The Polar Express is adapted from a 1985 illustrated book by Chris Van Allsburg, previously best known as the author of Jumanji (1995) and subsequently of Zathura: A Space Adventure (2005). One has not read Chris Van Allsburg’s book but the film gives the impression of having been landed with the idea of a train journey, found this not terribly exciting on its own and decided to invent a series of set-pieces to keep the action moving. As such, The Polar Express tends to be constructed around various incidents – stopping the train for the lonely boy; a bizarre musical number with dancing espresso waiters; the encounter with caribou on the track; the boy trying to stop the conductor throwing the girl off; the sequence where the girl’s ticket blows away and is caught up by all manner of objects before blowing back into the train; the encounter with the hobo; the dropped lever; and especially an exhilarating seat-edge  sequence with the train skidding off its tracks and going sliding out across the ice. Though these sequences seem episodic, there is a beautiful sense that runs throughout the film of being on a genuinely magical adventure.

Train journey to the North Pole in The Polar Express (2004)
Train journey to the North Pole

The Polar Express is less interesting in the second half when it arrives at the North Pole and the running around various parts of the city, elf factories and into Santa’s sack hold less a sense of exciting adventure than they seem conducted to show off the fabulous artificial sets. At least the design of the North Pole in these scenes is stunning – where the production designers have construed the world as something akin to a giant 1920s styled Grand Hotel filled with huge arches, ceilings, quasi-Victorian architecture and pneumatic tubes.

One must also commend Robert Zemeckis for resisting the clichés of the Christmas film – of having elves taking slapstick pratfalls every time they turn up on screen, of turning the North Pole into another wacky absurdist realm like something out of Willy Wonka and the Chocolate Factory (1971). I must admit that I am not a big fan of Christmas fantasies, of which Hollywood feels the need to turn out at least one every other Yuletide season. However, The Polar Express is one occasion where my inherent bah humbuggary was swept away at the loveliness of the fantasy that Robert Zemeckis conjures up. The Polar Express is whichever way you look at it – technically, artistically, in terms of all the expected plaintive emotion of seasonal family entertainment – a magical film.

Robert Zemeckis subsequently went onto direct two other films in the same animated motion capture process with his adaptations of Beowulf (2007) and A Christmas Carol (2009), plus other works that heavily integrate motion capture such as Welcome to Marwen (2018) and Pinocchio (2022). Zemeckis also produced the motion capture animated Monster House (2006), Mars Needs Moms (2011), Real Steel (2011) and Finch (2021).

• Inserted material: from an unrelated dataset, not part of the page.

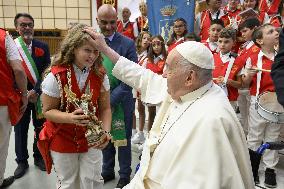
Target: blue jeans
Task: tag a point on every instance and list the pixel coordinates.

Robert Zemeckis’s other films as director are:– I Wanna Hold Your Hand (1978), Used Cars (1980), Romancing the Stone (1984); his time travel trilogy Back to the Future (1985), Back to the Future Part II (1989) and Back to the Future Part III (1990), Who Framed Roger Rabbit? (1988), Death Becomes Her (1992), Forrest Gump (1994), the alien contact film Contact (1997), What Lies Beneath (2000), Cast Away (2000), Flight (2012), Allied (2016), Welcome to Marwen (2018), The Witches (2020) and Pinocchio (2022). Zemeckis has also produced a large number of other genre films including the Tales from the Crypt (1989-96) cable tv horror anthology series, the two film spinoffs Tales from the Crypt Presents Demon Knight (1995) and Tales from the Crypt Presents Bordello of Blood (1996), Peter Jackson’s The Frighteners (1996), the voodoo film Ritual (2002), the animated Monster House (2006) and Mars Needs Moms (2011), the boxing robots film Real Steel (2011), the tv series’ Manifest (2018-22) about a planeload of temporally displaced passengers and Project Blue Book (2019-20) about the US Air Force’s true life UFO investigation department and the robot film Finch (2021). Zemeckis is one of the producing partners in Dark Castle Entertainment and under their banner has acted as producer for House on Haunted Hill (1999), Thir13en Ghosts (2001), Ghost Ship (2002), Gothika (2003), House of Wax (2005) and The Reaping (2007).